UK GDP grew by 6.6 per cent in July, building on the 8.7 per cent rebound recorded in June and 2.4 per cent in May.
However, overall output is still 11.7 per cent below the levels seen in February, before the full impact of the coronavirus pandemic was felt.
This means that just over half of the output lost due to coronavirus has been clawed back.
Rolling three-month estimates show that, in the quarter to July, GDP fell by 7.6 per cent, with declines across all main sectors of the economy.
All parts of the services sector, which makes up a significant proportion of UK output, showed an increase in growth in July but is still far below pre-pandemic levels.
In fact, the services sector was 12.6 per cent smaller in July than it was in February.
The figures for the manufacturing and construction sectors were 7 per cent and 11.6 per cent respectively.
Commenting on the GDP figures for July, ONS director of economic statistics Darren Morgan said: “While it has continued steadily on the path towards recovery, the UK economy still has to make up nearly half of the GDP lost since the start of the pandemic.

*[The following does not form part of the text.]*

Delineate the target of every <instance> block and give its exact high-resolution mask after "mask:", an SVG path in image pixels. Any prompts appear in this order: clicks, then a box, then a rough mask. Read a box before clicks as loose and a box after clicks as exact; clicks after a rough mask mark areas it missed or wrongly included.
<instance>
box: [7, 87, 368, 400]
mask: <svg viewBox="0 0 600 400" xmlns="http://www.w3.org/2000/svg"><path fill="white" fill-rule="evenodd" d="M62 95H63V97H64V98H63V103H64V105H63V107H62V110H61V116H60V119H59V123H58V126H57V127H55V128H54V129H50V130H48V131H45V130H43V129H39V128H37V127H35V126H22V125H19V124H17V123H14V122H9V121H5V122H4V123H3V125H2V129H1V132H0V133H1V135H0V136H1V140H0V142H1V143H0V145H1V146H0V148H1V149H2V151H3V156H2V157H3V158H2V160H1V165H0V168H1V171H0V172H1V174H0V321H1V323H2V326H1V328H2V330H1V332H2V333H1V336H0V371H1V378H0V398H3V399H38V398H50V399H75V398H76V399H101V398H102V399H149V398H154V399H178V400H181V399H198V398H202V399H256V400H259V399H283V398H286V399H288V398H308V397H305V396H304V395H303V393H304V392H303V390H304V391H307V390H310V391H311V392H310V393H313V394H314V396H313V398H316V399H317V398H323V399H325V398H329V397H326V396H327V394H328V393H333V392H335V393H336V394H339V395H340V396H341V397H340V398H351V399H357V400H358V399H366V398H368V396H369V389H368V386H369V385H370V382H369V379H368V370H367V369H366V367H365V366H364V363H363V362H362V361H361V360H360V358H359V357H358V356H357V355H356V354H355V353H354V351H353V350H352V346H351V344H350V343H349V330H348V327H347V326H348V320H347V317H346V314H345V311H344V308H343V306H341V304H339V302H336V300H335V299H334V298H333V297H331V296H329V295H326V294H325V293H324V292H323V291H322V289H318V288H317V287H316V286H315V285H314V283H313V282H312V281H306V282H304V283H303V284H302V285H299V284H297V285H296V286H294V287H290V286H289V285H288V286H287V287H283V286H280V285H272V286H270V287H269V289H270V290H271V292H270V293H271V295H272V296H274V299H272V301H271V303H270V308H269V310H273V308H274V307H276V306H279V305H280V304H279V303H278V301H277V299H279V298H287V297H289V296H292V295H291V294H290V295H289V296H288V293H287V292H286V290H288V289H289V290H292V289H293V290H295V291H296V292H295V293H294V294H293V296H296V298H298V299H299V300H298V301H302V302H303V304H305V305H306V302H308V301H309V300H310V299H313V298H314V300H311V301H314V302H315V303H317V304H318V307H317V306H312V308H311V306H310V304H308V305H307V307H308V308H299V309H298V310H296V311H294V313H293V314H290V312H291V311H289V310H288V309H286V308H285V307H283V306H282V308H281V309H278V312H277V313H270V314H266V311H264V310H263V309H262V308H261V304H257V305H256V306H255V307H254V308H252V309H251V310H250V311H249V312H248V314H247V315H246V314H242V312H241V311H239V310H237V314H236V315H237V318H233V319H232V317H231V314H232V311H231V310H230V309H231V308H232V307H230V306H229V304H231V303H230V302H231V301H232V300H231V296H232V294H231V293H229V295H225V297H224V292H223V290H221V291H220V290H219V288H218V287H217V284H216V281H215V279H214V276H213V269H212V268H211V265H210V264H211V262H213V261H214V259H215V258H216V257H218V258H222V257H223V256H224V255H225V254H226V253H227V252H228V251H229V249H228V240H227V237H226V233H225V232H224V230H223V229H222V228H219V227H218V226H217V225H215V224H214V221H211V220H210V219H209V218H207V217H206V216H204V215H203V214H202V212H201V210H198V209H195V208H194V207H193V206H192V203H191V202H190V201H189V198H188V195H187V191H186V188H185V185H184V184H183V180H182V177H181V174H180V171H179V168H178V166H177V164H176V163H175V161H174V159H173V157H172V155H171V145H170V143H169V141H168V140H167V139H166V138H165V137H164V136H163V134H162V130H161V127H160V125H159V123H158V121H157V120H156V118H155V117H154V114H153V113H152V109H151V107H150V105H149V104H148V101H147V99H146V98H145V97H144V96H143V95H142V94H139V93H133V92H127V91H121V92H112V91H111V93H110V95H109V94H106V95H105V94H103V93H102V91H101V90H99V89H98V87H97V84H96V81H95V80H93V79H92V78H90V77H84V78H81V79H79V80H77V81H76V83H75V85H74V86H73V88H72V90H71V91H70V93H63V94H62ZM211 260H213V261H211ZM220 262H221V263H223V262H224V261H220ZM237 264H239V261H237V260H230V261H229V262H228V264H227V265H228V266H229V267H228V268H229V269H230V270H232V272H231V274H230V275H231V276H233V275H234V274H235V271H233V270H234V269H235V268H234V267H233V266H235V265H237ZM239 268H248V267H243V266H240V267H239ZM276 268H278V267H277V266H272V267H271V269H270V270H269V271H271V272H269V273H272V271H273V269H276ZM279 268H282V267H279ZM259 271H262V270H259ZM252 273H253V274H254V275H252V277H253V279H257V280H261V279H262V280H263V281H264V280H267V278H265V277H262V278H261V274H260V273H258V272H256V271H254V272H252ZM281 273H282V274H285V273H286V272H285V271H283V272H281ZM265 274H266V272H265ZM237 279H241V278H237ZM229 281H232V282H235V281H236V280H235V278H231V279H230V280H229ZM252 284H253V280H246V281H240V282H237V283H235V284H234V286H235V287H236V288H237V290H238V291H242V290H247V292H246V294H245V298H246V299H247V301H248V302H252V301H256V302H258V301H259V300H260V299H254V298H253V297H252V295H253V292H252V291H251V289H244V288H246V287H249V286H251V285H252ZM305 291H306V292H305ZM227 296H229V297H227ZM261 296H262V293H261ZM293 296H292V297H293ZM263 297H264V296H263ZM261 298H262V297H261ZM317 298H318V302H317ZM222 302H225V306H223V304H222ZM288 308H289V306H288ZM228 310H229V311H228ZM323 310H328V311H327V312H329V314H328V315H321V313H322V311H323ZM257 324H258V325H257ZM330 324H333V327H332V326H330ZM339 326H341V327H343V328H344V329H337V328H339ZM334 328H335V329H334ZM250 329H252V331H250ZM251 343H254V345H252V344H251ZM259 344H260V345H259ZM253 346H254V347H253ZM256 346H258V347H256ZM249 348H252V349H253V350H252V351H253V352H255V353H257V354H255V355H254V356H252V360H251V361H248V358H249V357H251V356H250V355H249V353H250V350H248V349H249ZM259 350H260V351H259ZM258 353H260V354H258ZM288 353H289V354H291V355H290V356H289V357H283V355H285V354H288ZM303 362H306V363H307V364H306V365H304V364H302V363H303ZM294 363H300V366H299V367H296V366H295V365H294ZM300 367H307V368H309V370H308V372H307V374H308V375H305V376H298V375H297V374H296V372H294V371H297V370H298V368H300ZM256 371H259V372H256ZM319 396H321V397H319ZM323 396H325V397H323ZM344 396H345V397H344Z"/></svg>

“Education grew strongly as some children returned to school, while pubs, campsites and hairdressers all saw notable improvements. Car sales exceeded pre-crisis levels for the first time with showrooms having a particularly busy time.
“All areas of manufacturing, particularly distillers and car makers, saw improvements, while housebuilding also continued to recover. However, both production and construction remain well below previous levels.”
Rain Newton-Smith, CBI chief economist, added: “As more businesses were able to open their doors, the economy grew further in July. But economic growth lost some steam on the previous month, illustrating the continued uncertainty over the shape of an economic recovery ahead.
“The prospect of a second wave is restraining consumer and business confidence, and firms continue to face cash flow difficulties.
“With Government support schemes coming to an end and renewed uncertainty over Brexit, clearly the road back to ‘normal’ is going to be a rocky one.
“A successor to the Job Retention Scheme and a deal with the EU are essential foundations for a near-term economic recovery.”